The best and worst times to get engaged
The good news is that the majority of both men and women don’t mind when they get engaged – so timing isn’t everything.
After no preference at all, a ‘normal day’ came out as the top choice for both sexes, meaning for those looking to play it safe, avoiding major holidays and festivities could be the way to go.
For those up for more of a challenge, upcoming Valentine’s Day could win them some brownie points if their other half is among the 11.7% of women or 11.2% of men who would love to get engaged on the most romantic day of the year.
Valentine’s Day proved to be most popular with the older generation, featuring in the top 3 for those aged 65+, whereas the younger audience of 18-24 year olds would prefer an anniversary or a short city break as the backdrop to their picture perfect proposal.
However, Valentine’s Day isn’t always good news, as when asked for their least preferable timing for the question to be popped, 23.3% of women and 15.8% of men listed Valentine’s Day, so it seems it’s the marmite of engagement timing.
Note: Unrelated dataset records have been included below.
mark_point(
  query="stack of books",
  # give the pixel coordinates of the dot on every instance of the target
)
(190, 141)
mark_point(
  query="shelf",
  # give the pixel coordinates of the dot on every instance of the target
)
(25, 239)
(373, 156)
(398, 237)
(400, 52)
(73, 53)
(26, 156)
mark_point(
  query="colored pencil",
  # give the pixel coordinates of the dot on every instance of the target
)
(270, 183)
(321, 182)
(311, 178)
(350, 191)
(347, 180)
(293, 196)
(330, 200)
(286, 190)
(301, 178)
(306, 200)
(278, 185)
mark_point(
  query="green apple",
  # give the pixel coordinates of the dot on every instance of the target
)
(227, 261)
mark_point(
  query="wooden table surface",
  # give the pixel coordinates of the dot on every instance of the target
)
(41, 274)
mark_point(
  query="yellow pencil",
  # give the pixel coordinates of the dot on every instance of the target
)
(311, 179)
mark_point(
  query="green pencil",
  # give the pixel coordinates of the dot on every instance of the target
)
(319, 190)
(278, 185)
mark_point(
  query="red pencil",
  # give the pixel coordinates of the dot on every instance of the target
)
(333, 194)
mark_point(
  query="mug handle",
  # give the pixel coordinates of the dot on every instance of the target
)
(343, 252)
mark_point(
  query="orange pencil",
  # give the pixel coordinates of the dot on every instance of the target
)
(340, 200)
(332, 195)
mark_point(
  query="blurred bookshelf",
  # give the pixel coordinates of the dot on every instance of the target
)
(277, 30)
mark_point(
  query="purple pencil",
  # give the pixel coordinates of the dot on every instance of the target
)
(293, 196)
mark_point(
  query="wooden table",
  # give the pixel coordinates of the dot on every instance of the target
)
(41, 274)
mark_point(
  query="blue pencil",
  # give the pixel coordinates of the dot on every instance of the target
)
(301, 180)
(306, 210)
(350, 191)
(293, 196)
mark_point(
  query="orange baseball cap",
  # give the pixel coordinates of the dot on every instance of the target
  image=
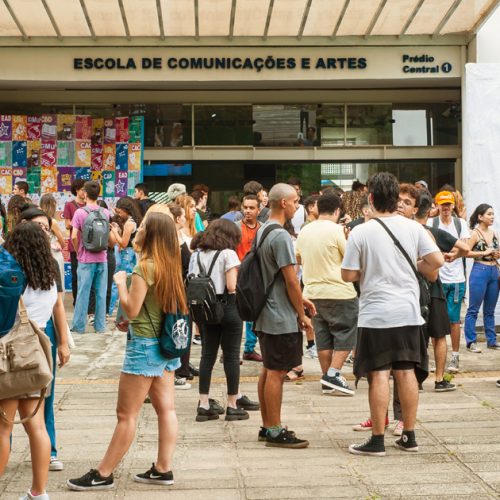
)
(445, 197)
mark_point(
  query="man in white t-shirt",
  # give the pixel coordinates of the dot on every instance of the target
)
(389, 324)
(452, 274)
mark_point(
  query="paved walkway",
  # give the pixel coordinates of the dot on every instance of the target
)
(458, 434)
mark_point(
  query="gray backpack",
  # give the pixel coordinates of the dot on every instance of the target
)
(95, 231)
The older your other half is, the less you have to worry about, as our data shows a correlation between age and having no preference. 18.7% of those ages 18-24 said they didn’t mind when they got engaged, compared to 37% of 45-54 year olds, 37.7% of 55-64s and 43.2% of those aged 65+.
When it comes to how current relationship status affects timing, it seems singletons, divorcees and widows like the idea of a short break or holiday, compared to the more sentimental occasions of an anniversary for those in relationship and Valentine’s Day for those who are already married.
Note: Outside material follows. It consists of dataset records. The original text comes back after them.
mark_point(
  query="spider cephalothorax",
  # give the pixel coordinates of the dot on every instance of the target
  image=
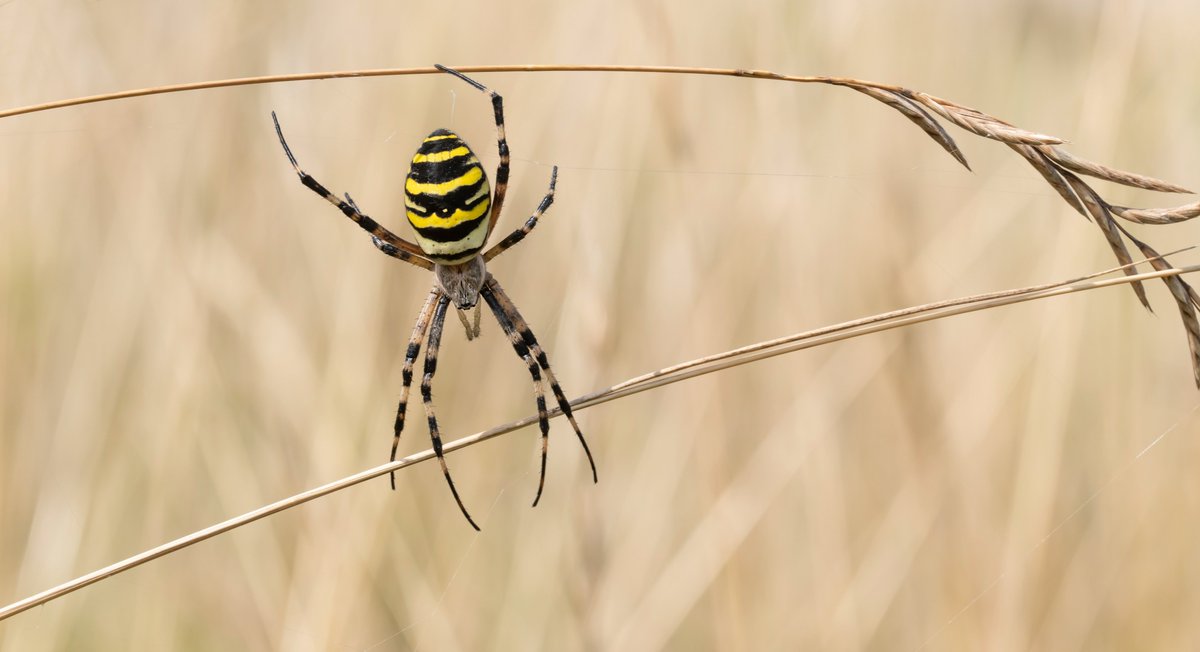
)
(453, 211)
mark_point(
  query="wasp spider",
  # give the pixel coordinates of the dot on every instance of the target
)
(449, 205)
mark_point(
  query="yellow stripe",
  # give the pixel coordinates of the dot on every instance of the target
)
(472, 175)
(438, 156)
(448, 251)
(457, 217)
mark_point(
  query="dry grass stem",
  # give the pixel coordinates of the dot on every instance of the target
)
(1055, 165)
(675, 374)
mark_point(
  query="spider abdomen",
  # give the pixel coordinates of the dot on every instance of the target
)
(447, 198)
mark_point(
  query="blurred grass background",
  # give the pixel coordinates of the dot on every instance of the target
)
(186, 333)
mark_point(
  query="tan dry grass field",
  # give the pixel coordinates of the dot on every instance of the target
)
(186, 333)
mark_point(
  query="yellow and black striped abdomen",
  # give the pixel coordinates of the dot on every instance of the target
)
(447, 198)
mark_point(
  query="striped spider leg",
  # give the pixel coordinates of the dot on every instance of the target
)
(453, 211)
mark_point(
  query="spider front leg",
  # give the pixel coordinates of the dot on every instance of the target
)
(431, 366)
(502, 144)
(520, 233)
(388, 241)
(414, 348)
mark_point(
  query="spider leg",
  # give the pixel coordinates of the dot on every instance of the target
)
(492, 288)
(539, 389)
(414, 348)
(388, 241)
(519, 234)
(431, 366)
(502, 169)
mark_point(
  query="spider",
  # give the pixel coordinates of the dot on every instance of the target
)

Across the board, Christmas Day and Halloween are the holidays best avoided, regardless of relationship status or age.
How much should the ring cost?
When it comes to the cost of the rock, men and women are mostly aligned, the majority of both expecting it should cost less than £1,000 (52.5% and 47.3% respectively). Although women do expect a little bit more, with 15.1% expecting it to cost more than £5,000 compared to just 12.8% of men.
Those who are single have the lowest expectation for spending, with 94.5% expecting their partner would spend less than £5k, compared to 90.1% of those in a relationship and 82.6% of those who are already married.
Spending attitudes are also very different depending on age, with a younger audience more likely to expect a higher amount. Almost a quarter (23.4%) of 25-34 year olds would expect the ring to cost more than £5,000 compared to just 4.6% of those aged 45 and over.
Where should the ring be from?
Across the board, it was pretty much universal that both men and women would expect their partner to buy their ring from one of the major high street retailers, with only a small subsection of age groups (25-44) showing a slight preference for a bespoke piece.
And those thinking of getting a helping hand when it comes to choosing the ring might want to think again. 52.4% of women and a huge 66.8% of men would only want their partner involved in picking the ring. If they were have to have anyone else involved, it would be themselves, with 23.3% of women and 14.3% of men saying they would expect to play a role.
The older the bride or groom to be, the more likely they are to want to be involved themselves, with only 15.4% of 18-24 year olds wanting to have their say compared to 30.7% of 55-64s.